Die Erpressung ist ein Vermögensdelikt, welches das Vermögen des Geschädigten und dessen persönliche Freiheit der Willensentschließung und Willensbetätigung schützt. Unterschieden wird zwischen der einfachen Erpressung gemäß § 253 StGB und der räuberischen Erpressung gemäß § 255 StGB.

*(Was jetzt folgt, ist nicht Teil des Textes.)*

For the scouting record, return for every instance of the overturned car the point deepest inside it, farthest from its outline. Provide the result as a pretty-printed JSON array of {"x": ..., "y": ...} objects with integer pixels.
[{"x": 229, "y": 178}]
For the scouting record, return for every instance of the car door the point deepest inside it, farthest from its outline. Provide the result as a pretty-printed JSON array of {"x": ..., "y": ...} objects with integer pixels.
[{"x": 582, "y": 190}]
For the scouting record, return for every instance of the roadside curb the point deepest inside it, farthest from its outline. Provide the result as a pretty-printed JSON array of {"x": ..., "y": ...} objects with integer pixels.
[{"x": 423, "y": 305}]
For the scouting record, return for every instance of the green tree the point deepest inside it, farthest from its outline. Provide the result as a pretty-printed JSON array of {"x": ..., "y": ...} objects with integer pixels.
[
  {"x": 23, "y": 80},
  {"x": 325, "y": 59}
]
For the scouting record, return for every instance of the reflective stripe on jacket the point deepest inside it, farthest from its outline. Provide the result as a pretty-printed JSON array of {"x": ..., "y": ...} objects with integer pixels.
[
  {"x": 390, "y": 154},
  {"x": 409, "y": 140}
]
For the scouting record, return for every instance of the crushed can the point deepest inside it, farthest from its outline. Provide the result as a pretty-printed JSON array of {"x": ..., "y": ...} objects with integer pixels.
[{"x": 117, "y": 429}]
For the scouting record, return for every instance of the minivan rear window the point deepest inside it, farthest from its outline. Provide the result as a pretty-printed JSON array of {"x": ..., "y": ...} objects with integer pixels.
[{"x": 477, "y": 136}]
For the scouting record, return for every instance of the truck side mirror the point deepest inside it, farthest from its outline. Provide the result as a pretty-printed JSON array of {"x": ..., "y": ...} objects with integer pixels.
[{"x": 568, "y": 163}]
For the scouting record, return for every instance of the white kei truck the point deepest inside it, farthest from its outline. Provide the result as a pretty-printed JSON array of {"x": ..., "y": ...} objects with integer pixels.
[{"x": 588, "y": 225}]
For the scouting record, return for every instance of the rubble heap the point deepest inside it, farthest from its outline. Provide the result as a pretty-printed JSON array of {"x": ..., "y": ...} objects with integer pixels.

Die einfache Erpressung gemäß § 253 StGB

In § 253 StGB heißt es:

„Wer einen Menschen rechtswidrig mit Gewalt oder durch Drohung mit einem empfindlichen Übel zu einer Handlung, Duldung oder Unterlassung nötigt und dadurch dem Vermögen des Genötigten oder eines anderen Nachteil zufügt, um sich oder einen Dritten zu Unrecht zu bereichern, wird mit Freiheitsstrafe bis zu fünf Jahren oder mit Geldstrafe bestraft.“ 

Erforderlich ist also zunächst eine Nötigungshandlung in Form der Gewalt gegen Sachen oder der Drohung mit einem empfindlichen Übel. Unter Gewalt ist dabei jede physische Beeinträchtigung notstandsfähiger (körperlicher) Güter zu verstehen. Eine Drohung mit einem empfindlichen Übel meint, dass der Täter ein empfindliches Übel in Aussicht stellt, auf das er Einfluss zu haben vorgibt.

Auch notwendig ist ein Nötigungserfolg. Man muss durch die Nötigungshandlung eine Handlung, Duldung oder Unterlassung des Geschädigten erzielen.  

Zudem muss der Geschädigte durch die Nötigung einen Vermögensnachteil erleiden. Ein solcher liegt vor, wenn die durch einen Vergleich aller geldwerten Güter zu ermittelnde Vermögenslage des Genötigten bei wirtschaftlicher Betrachtungsweise nach der Nötigung ungünstiger ist als zuvor.

Die räuberische Erpressung gemäß § 255 StGB 

Die räuberische Erpressung gemäß § 255 StGB stellt eine Qualifikation zur einfachen Erpressung dar und zeichnet sich dadurch aus, dass der Täter qualifizierte Nötigungsmittel verwendet.

In § 255 StGB heißt es:

„Wird die Erpressung durch Gewalt gegen eine Person oder unter Anwendung von Drohungen mit gegenwärtiger Gefahr für Leib oder Leben begangen, so ist der Täter gleich einem Räuber zu bestrafen.“

Während bei der einfachen Erpressung auch die Gewalt gegen Sachen ausreicht, so setzt die räuberische Erpressung gemäß § 255 StGB die Gewalt gegen eine Person voraus. Auch hinsichtlich der Androhung gibt es Unterschiede. Bei der einfachen Erpressung ist es ausreichend, dass das angedrohte Übel z.B. einen Vermögensnachteil darstellt, bei der räuberischen Erpressung ist es jedoch notwendig, dass der Täter mit gegenwärtiger Gefahr für Leben oder Leib droht.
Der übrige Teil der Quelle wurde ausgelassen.